# Crazy Sports Vids!



## John (Apr 19, 2005)

Okay, so I sort of have a soft spot for any kind of odd sports videos. Insane comebacks, awesome shots, funny fumbles, ear-biting - you name it, I love it.

So, I started this thread with the intention to show some of my favorite sports clips from the internet. Please share yours too!

Most of my favorites I found on Ebaum's World.

Here's one.

http://media.ebaumsworld.com/index.php?e=godlypingpng.asf


----------



## Lydia (Feb 6, 2005)

i can play ping pong like that! NOT!!!! lol thats awesome


----------



## John (Apr 19, 2005)

Here's another ping pong video... These guys staged a game of "matrix pong".

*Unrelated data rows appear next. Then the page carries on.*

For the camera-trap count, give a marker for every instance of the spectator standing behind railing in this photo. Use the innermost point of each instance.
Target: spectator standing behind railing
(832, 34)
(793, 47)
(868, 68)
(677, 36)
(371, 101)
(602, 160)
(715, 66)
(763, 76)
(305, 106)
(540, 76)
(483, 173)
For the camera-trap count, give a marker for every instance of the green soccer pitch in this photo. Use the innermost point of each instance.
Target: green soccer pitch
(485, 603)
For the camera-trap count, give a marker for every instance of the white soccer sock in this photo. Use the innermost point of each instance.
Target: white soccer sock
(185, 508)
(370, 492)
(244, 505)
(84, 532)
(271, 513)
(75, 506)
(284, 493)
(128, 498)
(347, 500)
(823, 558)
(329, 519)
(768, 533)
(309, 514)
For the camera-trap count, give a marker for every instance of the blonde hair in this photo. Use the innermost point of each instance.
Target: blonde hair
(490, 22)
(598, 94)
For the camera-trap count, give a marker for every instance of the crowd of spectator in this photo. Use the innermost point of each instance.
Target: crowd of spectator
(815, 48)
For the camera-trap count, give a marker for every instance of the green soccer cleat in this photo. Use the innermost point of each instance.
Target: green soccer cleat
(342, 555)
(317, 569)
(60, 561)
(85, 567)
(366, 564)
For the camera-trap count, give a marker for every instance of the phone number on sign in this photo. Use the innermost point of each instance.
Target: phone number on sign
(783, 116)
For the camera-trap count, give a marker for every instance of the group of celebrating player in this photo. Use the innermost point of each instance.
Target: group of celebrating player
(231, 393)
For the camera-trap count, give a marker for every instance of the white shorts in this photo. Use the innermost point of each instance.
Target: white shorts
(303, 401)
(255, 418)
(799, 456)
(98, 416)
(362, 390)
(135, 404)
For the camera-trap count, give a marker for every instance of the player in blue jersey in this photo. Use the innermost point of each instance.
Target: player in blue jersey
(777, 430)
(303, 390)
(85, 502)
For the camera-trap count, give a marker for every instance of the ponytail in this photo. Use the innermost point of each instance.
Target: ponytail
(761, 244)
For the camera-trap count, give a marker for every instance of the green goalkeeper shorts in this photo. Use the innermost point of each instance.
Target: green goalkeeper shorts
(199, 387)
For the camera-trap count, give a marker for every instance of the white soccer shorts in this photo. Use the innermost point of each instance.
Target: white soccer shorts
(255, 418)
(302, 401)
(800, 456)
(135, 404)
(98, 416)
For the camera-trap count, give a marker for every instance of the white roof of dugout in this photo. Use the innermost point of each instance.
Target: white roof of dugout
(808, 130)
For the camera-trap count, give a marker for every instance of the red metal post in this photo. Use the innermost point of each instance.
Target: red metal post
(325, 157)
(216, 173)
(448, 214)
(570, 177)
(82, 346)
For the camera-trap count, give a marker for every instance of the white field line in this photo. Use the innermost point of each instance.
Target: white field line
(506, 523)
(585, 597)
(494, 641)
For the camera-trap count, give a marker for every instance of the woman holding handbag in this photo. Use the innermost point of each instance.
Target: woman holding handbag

http://media.ebaumsworld.com/index.php?e=matrixpong.wmv


----------



## Lydia (Feb 6, 2005)

thats hilarious!!!!!!!!! it almost looks realistic....if you just pretend you cant see the guys dressed in black and the pole attached to the ball, lol :lol: :lol: :lol:


----------



## John (Apr 19, 2005)

I'm sure some of you guys have seen this one...

The ad is a little tedious, but it's over pretty quick.

http://www.kstp.com/article/stories/S7134.html?cat=1


----------